At the age of 6 months, under general anaesthesia and endotracheal intubation the tumour mass was excised leaving a sleeve of mucosal tissues on either side for closure [Figure 2]. Histopathology showed skin and buccal mucosa with both vellus and terminal hair shafts, immature hair follicles, and rare poorly developed sebaceous glands. There was a copious amount of mature adipose tissue below the skin and buccal mucosa. A variable amount of fibrous septae and vessels were present in the adipose tissue suggestive of lipomatous hamartoma [Figure 3]. The child recovered well and normal oral feeding was possible 3 weeks after surgery. At the age of 12 month the closure of palate was done by two flaps palatoplasty; this was complicated by anterior palatal fistula which was repaired around the age of three years. The child was followed for 9 years and showed no evidence of recurrence of the tumour [Figure 4].and had an acceptable speech
Hamartoma of the oral cavity is a rare tumour.[1–10] The lesion observed in this patient certainly raised the suspicion of a midline encephalocoele and a differential diagnosis of teratoma, and hamartoma was considered. Midline encephalocoele is far more serious condition as compared to benign lipomatous hamartomas. Napier et al. reported a case of unusual leiomyomatous hamartoma of the hard palate in a normal five-year-old girl and saw no recurrence following surgical excision. Harada et al., Piattelli et al., De Biase et al., Liang et al., Takeyama et al., and Zaitoum et al. made the similar observation of a hamartomatous lesion on a hard palate. In our patient the congenital lesion was associated with cleft palate but with no evidence of abnormal salivary gland tissues.

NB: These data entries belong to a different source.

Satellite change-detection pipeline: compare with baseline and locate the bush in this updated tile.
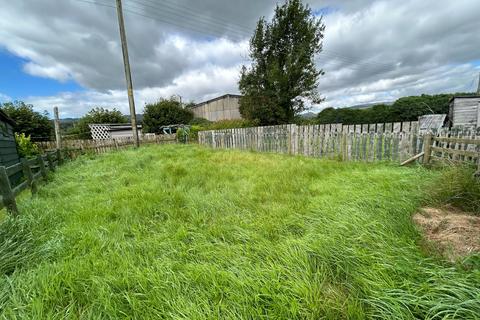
[143,99,193,133]
[15,133,40,158]
[0,101,53,141]
[429,165,480,215]
[67,108,128,140]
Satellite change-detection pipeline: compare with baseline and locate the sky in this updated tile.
[0,0,480,118]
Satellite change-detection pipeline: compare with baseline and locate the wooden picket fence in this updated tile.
[37,134,177,157]
[198,122,480,162]
[0,150,64,215]
[0,134,177,215]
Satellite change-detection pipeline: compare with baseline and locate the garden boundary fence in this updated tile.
[0,150,64,215]
[0,134,177,215]
[198,122,480,163]
[37,134,177,158]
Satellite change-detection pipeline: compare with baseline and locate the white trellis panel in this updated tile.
[88,124,112,140]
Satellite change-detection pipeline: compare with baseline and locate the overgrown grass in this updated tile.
[0,145,480,319]
[429,165,480,215]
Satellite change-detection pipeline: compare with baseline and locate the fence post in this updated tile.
[423,133,432,164]
[288,124,298,155]
[0,166,18,216]
[47,152,55,172]
[37,155,48,180]
[20,158,38,195]
[56,149,63,166]
[341,132,348,161]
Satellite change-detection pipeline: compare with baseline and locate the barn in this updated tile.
[192,94,242,121]
[449,95,480,129]
[0,109,20,167]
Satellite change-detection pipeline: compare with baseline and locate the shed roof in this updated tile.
[0,109,16,126]
[194,93,242,108]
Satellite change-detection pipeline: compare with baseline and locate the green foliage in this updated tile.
[0,101,53,141]
[429,165,480,215]
[0,145,480,319]
[239,0,325,125]
[15,133,40,158]
[316,93,472,124]
[143,99,193,133]
[67,107,128,139]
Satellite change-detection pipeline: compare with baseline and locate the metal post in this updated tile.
[117,0,140,148]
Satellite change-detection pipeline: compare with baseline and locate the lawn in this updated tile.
[0,145,480,319]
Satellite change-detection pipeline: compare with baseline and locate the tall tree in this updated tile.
[0,101,53,141]
[239,0,325,124]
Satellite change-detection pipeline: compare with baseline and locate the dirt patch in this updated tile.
[413,207,480,262]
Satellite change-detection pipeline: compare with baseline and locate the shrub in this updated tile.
[15,133,40,158]
[67,108,128,140]
[143,99,193,133]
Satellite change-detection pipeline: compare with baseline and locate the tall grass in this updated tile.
[0,146,480,319]
[429,165,480,215]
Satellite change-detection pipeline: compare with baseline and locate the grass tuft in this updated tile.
[0,145,480,319]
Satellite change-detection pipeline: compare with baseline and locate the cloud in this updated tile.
[0,92,12,103]
[0,0,480,116]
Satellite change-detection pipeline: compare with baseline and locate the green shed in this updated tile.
[0,109,20,167]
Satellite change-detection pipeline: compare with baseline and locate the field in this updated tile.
[0,145,480,319]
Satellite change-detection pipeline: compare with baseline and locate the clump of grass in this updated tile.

Takeyama et al. described a case of hamartoma on the hard palate associated with corpus callosum agenesis, microphthalmia, and skin malformation. Goldsmith et al. has reported a case of leiomyomatous hamartoma of the posterior tongue in a 16-month-old child causing dysphagia and this was resolved after excision of the tumour as observed in the described case. Miyamoto et al. reported a lingual hamartoma in a child with a cleft palate. Lingual hamartoma is much more common compared to hard palate lesions. The hamartoma in the oral cavity is usually located on the tongue near the foramen cecum or the incisive papilla of the hard palate, which might be related to the line of fusion.

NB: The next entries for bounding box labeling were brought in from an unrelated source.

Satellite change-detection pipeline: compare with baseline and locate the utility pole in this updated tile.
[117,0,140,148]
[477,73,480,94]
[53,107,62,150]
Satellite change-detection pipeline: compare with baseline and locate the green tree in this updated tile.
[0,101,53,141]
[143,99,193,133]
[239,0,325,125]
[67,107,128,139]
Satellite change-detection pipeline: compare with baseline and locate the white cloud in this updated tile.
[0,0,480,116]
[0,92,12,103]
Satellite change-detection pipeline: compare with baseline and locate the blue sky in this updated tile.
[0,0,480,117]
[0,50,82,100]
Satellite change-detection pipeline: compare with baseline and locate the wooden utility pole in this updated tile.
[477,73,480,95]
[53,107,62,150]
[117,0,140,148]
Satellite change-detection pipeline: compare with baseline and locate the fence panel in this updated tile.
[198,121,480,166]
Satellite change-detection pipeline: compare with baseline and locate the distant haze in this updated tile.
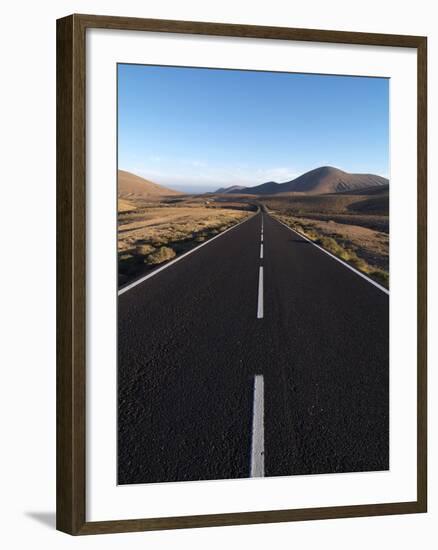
[118,64,389,192]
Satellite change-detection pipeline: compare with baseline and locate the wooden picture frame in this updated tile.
[57,15,427,535]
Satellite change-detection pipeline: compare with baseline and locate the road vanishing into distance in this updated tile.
[118,212,389,484]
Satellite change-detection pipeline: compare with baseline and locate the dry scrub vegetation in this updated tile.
[263,188,389,288]
[276,214,389,288]
[118,203,250,285]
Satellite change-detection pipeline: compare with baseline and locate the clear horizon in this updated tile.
[118,64,389,192]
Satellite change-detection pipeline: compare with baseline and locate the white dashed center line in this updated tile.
[257,266,263,319]
[251,374,265,477]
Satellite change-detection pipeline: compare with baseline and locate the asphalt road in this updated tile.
[118,213,389,484]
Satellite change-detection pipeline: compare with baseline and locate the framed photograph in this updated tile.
[57,15,427,535]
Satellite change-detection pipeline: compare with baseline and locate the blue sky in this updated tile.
[118,64,389,192]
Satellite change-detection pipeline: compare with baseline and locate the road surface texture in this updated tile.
[118,212,389,484]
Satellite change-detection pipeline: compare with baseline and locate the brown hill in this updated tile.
[233,166,388,195]
[117,170,182,198]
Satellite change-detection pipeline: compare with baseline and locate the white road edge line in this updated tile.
[274,218,389,296]
[257,266,263,319]
[117,212,258,296]
[251,374,265,477]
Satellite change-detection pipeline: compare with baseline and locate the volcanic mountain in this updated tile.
[231,166,389,195]
[117,170,182,198]
[214,185,246,195]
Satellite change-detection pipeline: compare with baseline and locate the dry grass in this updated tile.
[118,203,250,284]
[275,214,389,288]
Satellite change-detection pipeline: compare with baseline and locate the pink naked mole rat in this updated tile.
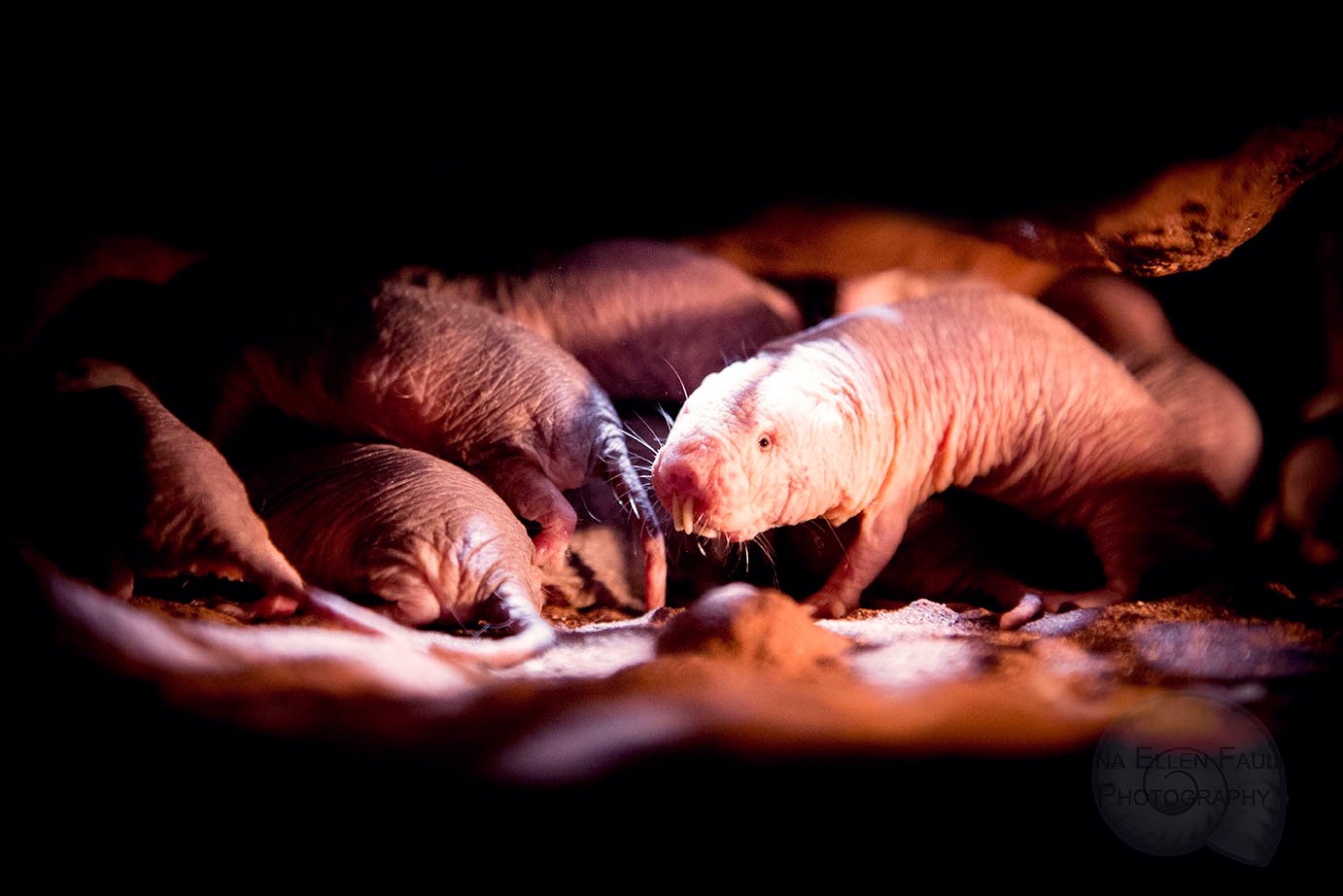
[249,445,555,665]
[653,289,1217,615]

Having a cleft palate and a vomerine or palatal tumour would be preferably managed by starting with tumour excision at the age of 3–6 months. This would solve the problem of dysphagia or dyspnoea if present, give more time to study the lesion histologically, and to evaluate the risk of recurrence or the need for re-excision. Consequently, definitive treatment of the cleft can take place later at the age of 9–12 months. More reports of these rare tumours are needed to understand their nature and behaviour.